No one should begrudge the president’s fundraising skills and popularity as an incumbent. He is raising the money in $2,000 increments, through the system, and that is fine. But the skew in the system, including especially the ineffectuality of the public funding mechanism and the likelihood of months with only one voice speaking and one hand clapping, is not fine. Any way you look at it, this is not healthy for the presidential selection system.

Fortunately, some sensible ideas are in the policy stream. Doubly fortunately, they are coming from a bipartisan direction. Stunningly, given recent history, that direction is from the Federal Election Commission, via two thoughtful commissioners spanning the spectrum, Republican Michael Toner and Democrat Scott Thomas. They make it clear that reform of the presidential financing system should not be a partisan issue, regardless of one’s partisan preferences.

Toner and Thomas suggest increasing the primary spending ceiling enough to ensure that candidates can mount effective campaigns through the party conventions, while eliminating the outdated state-by-state spending limits. They suggest doubling the matching amount from $250 to $500, paralleling the increase in individual contribution limits in Bipartisan Campaign Reform Act from $1,000 to $2,000. They also suggest simultaneously increasing the threshold to qualify for matching funds to make sure the public funds are accessible to broad-based and serious candidates of any party. And they propose fully funding the presidential program — for 2004 and beyond — through a series of sensible accounting and financing changes.
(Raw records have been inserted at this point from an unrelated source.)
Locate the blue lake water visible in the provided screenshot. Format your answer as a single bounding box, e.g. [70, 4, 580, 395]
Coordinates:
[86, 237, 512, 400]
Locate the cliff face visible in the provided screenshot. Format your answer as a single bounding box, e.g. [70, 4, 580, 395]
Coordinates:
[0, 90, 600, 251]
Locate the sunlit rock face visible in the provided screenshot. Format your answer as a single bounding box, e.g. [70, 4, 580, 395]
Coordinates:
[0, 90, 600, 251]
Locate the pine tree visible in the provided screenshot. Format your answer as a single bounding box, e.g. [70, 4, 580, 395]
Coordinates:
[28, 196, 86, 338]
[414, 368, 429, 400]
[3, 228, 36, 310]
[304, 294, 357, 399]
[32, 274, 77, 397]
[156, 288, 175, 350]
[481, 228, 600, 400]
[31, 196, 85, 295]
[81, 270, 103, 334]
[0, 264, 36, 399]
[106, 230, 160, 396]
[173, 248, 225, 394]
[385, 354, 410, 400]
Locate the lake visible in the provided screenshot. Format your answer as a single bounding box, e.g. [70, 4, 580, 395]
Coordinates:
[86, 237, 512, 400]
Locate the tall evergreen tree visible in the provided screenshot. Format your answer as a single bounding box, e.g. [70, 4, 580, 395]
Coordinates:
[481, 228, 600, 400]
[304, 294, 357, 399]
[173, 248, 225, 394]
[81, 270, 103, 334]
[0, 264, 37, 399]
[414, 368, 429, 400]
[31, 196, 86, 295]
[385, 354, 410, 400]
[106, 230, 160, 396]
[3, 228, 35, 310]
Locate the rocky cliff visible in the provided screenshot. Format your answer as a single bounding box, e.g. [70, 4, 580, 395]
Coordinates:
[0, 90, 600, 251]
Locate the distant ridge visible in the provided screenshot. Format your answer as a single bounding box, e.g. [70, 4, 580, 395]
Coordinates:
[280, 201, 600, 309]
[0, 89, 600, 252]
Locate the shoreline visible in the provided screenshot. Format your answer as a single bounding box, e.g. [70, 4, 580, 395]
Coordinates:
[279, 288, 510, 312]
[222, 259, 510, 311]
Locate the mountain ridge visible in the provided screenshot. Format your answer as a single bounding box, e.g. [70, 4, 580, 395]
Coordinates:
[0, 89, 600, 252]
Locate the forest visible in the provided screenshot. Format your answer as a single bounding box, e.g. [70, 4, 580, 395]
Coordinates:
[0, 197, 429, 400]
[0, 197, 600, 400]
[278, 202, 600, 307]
When it comes to elections, and when it comes to the FEC, partisan gridlock is the norm. The agency, with its current sharply ideological leadership, has lost credibility from an already-low base. This bipartisan effort by Toner and Thomas is a great chance to enhance the commission. But even more so, it is a chance for Congress to take an important step to restore confidence in the election system.

I hope Sens. Mitch McConnell (R-Ky.), Trent Lott (R-Miss.), John McCain (R-Ariz.), Chris Dodd (D-Conn.) and their House counterparts, along with the four top Congressional leaders, will take the initiative on this issue, well before the Iowa caucuses.